There's a first-person piece in today's WaPo by a reporter who spent a day working at Sam's Club to get a sense of what it's like to be a holiday retail employee. The unsurprising answer: It sucks. 

All things considered, this particular piece is likeable enough: faintly amusing if not terribly enlightening. But more broadly, this genre of journalism is a pet peeve of mine. Yes, it's lovely that reporters want to walk a mile in someone else's shoes. But there's a big difference between pinch hitting for a day and working at something for even a couple of weeks. (Haven't there been countless sit-com episodes and even feature films illustrating this very point?) And I don't just mean that, as a real employee, you have to deal with the tedium and hopelessness of your lousy job. I also mean that, in most cases, people who work at a job--from slinging hash to selling lawn mowers--for even a few shifts actually learn how to do it better (at least until they've done it so long that burnout sets in). Especially in a field like retail, where you're dealing with obnoxious customers all day, a competent salesperson is much less likely to get flustered and then chewed out by a fire-breathing holiday shopper than a novice one who doesn't know a cable knit sweater from a HDMI cable. 

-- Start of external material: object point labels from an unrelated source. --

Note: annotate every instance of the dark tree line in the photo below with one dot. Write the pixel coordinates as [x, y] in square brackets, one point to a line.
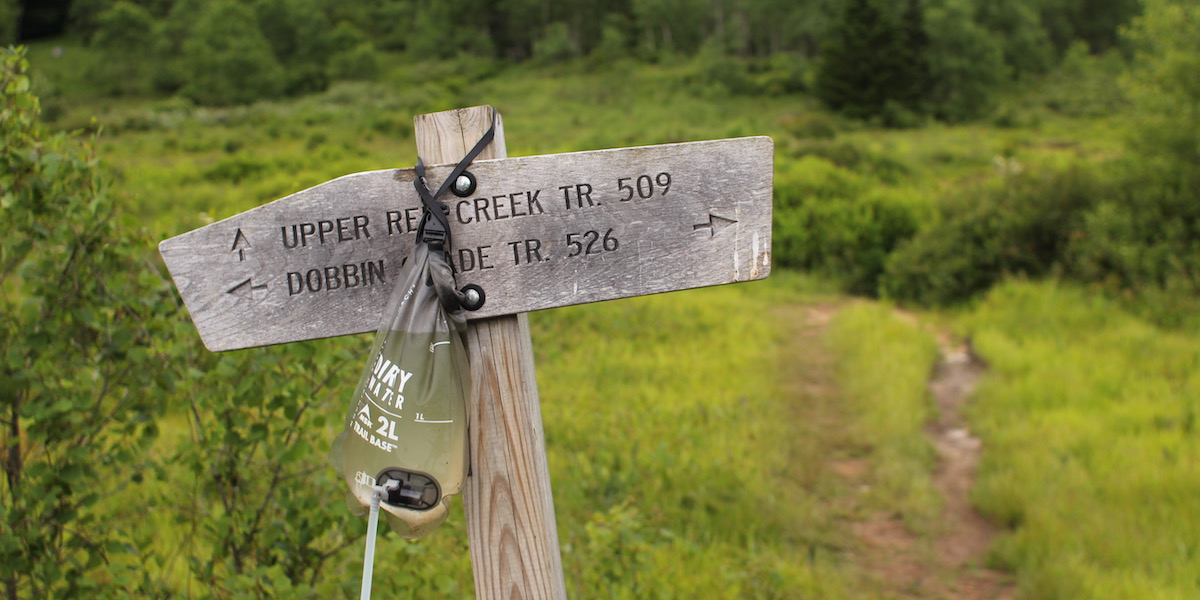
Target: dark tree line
[940, 58]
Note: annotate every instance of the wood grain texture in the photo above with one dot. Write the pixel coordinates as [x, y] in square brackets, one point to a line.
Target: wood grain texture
[321, 262]
[510, 510]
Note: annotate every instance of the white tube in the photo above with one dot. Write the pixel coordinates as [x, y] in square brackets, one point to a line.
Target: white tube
[369, 558]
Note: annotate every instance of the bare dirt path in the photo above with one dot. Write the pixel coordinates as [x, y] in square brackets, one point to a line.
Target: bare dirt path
[963, 545]
[949, 562]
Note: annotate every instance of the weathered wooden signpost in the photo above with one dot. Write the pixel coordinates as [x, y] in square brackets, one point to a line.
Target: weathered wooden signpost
[537, 232]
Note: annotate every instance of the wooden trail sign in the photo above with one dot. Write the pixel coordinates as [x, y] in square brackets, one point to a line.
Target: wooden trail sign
[538, 232]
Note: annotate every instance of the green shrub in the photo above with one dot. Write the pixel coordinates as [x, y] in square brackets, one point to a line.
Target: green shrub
[835, 222]
[1144, 243]
[82, 321]
[1020, 225]
[227, 60]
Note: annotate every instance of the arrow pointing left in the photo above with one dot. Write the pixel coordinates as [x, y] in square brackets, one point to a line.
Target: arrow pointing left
[246, 288]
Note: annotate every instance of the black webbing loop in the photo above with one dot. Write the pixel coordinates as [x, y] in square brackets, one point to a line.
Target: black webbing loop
[435, 228]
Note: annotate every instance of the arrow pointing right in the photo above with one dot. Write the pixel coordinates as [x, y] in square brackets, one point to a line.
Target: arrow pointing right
[714, 225]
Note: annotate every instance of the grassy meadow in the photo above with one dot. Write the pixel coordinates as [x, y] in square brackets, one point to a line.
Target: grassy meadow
[690, 435]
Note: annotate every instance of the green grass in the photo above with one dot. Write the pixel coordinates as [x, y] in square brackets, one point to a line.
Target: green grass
[672, 449]
[1091, 449]
[882, 367]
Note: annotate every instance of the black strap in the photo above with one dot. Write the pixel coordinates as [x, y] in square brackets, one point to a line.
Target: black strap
[435, 228]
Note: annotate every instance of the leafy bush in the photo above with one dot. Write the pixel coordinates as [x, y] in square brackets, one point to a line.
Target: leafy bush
[831, 220]
[1144, 243]
[1020, 225]
[79, 327]
[227, 60]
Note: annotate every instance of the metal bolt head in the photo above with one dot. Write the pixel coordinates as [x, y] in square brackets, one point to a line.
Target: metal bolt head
[463, 185]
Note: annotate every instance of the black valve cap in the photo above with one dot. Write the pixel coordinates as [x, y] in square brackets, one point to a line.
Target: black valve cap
[415, 491]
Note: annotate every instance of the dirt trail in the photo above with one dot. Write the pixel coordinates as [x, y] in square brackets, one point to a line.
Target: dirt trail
[963, 546]
[949, 562]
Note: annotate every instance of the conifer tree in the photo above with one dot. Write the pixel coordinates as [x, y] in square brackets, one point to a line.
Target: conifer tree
[859, 66]
[912, 79]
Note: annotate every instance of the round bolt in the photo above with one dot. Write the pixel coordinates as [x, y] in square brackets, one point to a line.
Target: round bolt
[473, 297]
[465, 185]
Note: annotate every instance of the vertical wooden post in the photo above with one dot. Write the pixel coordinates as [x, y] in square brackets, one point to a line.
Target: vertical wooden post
[510, 511]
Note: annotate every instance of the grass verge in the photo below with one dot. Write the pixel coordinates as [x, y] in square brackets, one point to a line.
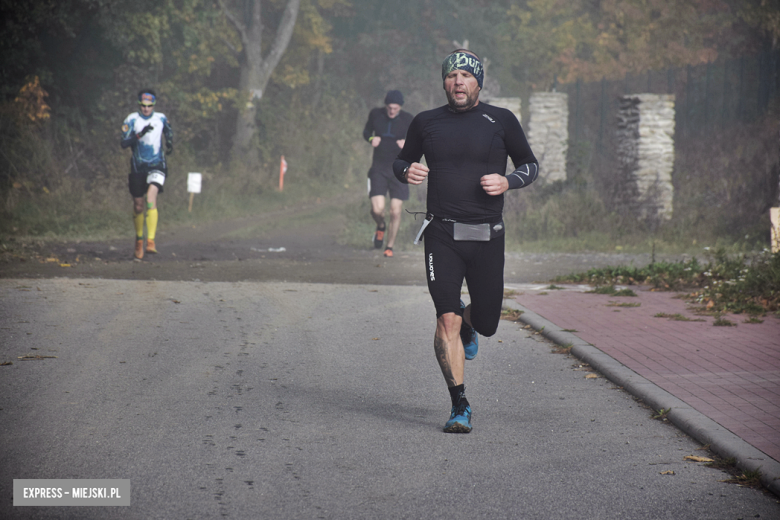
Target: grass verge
[743, 283]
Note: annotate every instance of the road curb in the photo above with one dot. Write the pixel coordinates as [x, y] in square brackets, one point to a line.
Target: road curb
[694, 423]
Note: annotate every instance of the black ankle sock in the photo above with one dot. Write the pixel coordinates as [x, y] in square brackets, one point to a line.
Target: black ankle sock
[457, 393]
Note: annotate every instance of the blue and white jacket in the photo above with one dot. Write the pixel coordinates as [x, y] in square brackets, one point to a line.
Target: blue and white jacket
[148, 153]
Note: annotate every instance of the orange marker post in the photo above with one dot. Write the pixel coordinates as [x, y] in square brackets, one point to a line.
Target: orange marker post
[282, 171]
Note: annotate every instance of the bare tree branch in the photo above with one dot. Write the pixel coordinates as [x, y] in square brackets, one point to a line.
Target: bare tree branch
[230, 45]
[283, 35]
[241, 28]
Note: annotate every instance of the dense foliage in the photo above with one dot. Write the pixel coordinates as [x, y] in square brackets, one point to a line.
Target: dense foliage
[70, 69]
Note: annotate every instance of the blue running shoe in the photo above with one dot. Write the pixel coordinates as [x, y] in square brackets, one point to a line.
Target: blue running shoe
[469, 337]
[460, 419]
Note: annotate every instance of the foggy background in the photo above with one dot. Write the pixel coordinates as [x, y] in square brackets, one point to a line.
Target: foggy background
[71, 70]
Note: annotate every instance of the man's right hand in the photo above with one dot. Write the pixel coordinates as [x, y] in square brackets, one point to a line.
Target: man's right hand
[148, 128]
[416, 173]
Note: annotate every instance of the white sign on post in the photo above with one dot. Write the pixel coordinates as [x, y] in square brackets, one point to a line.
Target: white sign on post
[193, 183]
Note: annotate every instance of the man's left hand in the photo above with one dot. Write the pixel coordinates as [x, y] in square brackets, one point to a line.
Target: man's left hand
[494, 184]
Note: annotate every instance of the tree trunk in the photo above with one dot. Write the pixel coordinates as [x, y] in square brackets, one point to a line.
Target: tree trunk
[256, 70]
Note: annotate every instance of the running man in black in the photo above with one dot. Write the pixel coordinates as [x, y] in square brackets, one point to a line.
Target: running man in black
[385, 130]
[466, 144]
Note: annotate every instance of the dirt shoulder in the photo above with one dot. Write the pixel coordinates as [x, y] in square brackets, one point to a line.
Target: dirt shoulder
[291, 244]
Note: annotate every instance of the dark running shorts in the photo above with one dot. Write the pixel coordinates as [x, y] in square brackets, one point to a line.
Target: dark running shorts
[381, 180]
[139, 186]
[481, 264]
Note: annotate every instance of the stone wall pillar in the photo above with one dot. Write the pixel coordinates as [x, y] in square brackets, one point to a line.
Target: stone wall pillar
[548, 133]
[645, 153]
[511, 104]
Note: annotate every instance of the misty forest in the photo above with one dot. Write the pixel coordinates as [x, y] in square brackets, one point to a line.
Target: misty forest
[245, 82]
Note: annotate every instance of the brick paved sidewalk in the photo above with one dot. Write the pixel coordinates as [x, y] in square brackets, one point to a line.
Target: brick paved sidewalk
[729, 374]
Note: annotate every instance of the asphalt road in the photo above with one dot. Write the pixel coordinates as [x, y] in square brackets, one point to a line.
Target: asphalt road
[260, 399]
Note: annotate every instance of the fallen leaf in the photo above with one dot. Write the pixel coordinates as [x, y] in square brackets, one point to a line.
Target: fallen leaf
[695, 458]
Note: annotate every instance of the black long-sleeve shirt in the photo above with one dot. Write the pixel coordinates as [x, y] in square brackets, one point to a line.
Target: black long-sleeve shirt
[460, 148]
[390, 130]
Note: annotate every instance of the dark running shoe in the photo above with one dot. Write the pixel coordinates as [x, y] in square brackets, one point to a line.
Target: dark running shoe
[469, 337]
[379, 238]
[460, 419]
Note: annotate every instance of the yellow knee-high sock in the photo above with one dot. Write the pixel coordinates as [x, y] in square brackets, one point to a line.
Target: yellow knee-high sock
[151, 223]
[138, 222]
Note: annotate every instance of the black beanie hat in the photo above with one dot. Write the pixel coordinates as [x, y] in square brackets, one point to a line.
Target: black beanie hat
[394, 96]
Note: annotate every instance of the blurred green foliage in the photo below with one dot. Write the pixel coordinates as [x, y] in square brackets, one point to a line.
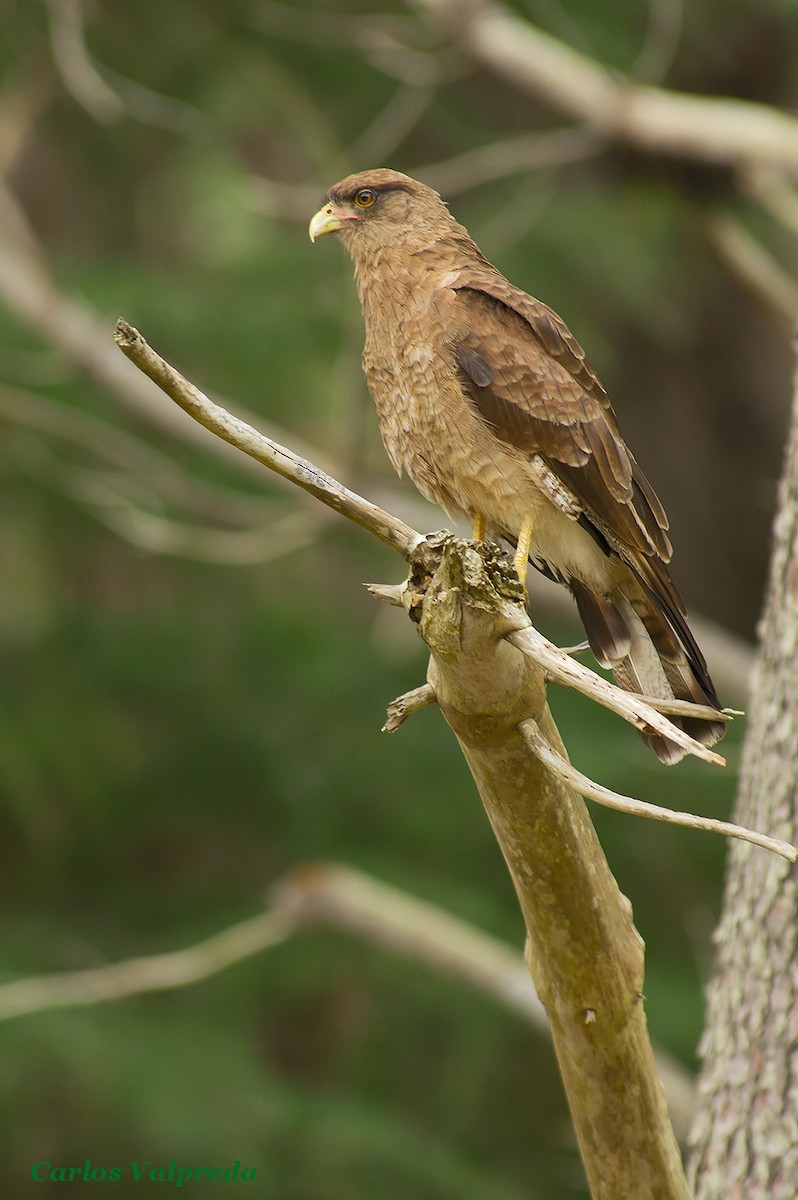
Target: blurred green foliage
[174, 733]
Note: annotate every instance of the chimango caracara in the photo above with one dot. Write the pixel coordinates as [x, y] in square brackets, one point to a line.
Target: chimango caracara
[491, 407]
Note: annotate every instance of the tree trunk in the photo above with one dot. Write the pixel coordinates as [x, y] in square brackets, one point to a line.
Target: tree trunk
[744, 1141]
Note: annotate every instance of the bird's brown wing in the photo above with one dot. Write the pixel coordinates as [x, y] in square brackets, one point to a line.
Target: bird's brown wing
[531, 381]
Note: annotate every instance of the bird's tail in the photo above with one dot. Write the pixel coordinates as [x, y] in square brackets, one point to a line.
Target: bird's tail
[651, 649]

Since this reporter was looking at the trials and tribulations specifically of temporary holiday workers, she at least was operating on a similar plane as many of her poorly trained subjects. Far more tiresome are writers like Barbara Ehrenreich, who a few years back went "undercover" at various unskilled jobs, such as a house cleaner, to experience the horrors of domestic labor--including how incredibly nasty the ladies of the house could be if Ehrenreich didn't scrub their toilets just so. Obviously, no one should shriek at their employees (though let me say that even the oh-so-white-collar field of journalism is awash in editors and top reporters who consider shrieking at junior staffers to be a particularly fulfilling sport.) But as I read Ehrenreich's stuff, I couldn't help but think: Maybe you are a lousy domestic worker. Maybe if you were a pro and knew some of the tricks of the trade (which veterans most certainly do) then you wouldn't catch quite so much grief. 

Also, unlike the WaPo scribe, Ehrenreich was writing about people indefinitely stuck in these low-paying, no-future jobs--meaning they approach their work from a slightly different perspective than, say, a famous writer known for having more than her share of 'tude. Not to suggest that Barbara didn't learn a great deal from her play dates in blue-collar land. I just don't find her investigations nearly so insightful and revelatory as she does. 

Through venting now. Carry on with your holiday good will and merriment.